Many airports have these and you will no doubt have seen them. Free USB charging stations or kiosks can be used to infect the devices that are plugged into them in an attack known as ‘juice jacking’. While these stations are only meant to provide power to these devices, many of them also make data connections.

I encountered one of these at an airport in East Africa a few years back. I was explaining the perils of these stations to a colleague who, no doubt a little fatigued by my constant cyber-bleating throughout the trip, dared me to try it out.

I plugged a blank iPhone that I had with me into the station. “Do you want to trust this computer?” read the popup on the phone. Absolutely not.

    9. Be wary of taking unusual precautions that cannot be innocently explained.

You might, for example, be tempted to place your phone in a faraday bag (a signal blocking bag that prevents a device from interacting with networks). While these can provide useful protection against technical attacks such as those that we mentioned in point four, they could also make you look like a spy.

Avoid taking precautions that may lead to more questioning and potentially even longer detention if stopped.

    10. Be tactful, calm, courteous but steadfast if you are stopped and asked to hand over and unlock your devices.

For this final one, you really ought to check with your own organisation as to what their specific policies and standards are. You should be well versed in what their expectations are of you when it comes to handling these situations before travelling.

Experience has shown that getting through these situations successfully is often a case of coming across as having nothing of great interest, and by insinuating that providing access to your devices is hardly worth the effort and follow-on paperwork that the border agents are going to have to go through.
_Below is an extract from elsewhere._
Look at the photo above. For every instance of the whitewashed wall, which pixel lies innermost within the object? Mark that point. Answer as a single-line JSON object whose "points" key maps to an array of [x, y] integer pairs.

Avoid offering even a general description of the information you hold on your devices or what you believe to be protected. Doing so might suggest that you have something of interest. Do not inadvertently suggest or query what information may be of interest to them in an effort to understand their motivations or a line of questioning.

If interest is shown in your journalistic activities such as content, methods, sources, notes or unpublished material, explain that as a journalist, your news gathering information is legally protected.

If questioning continues, indicate that you cannot provide more information or access to your devices without first consulting your organisation’s legal team. Evidence has shown that this often causes border agencies to back down.

If all else fails and the prospect of long term detention, arrest or harm is presented, be prepared to surrender and unlock your devices.

Gareth Collins is a senior manager for digital risk at INSI member Dow Jones.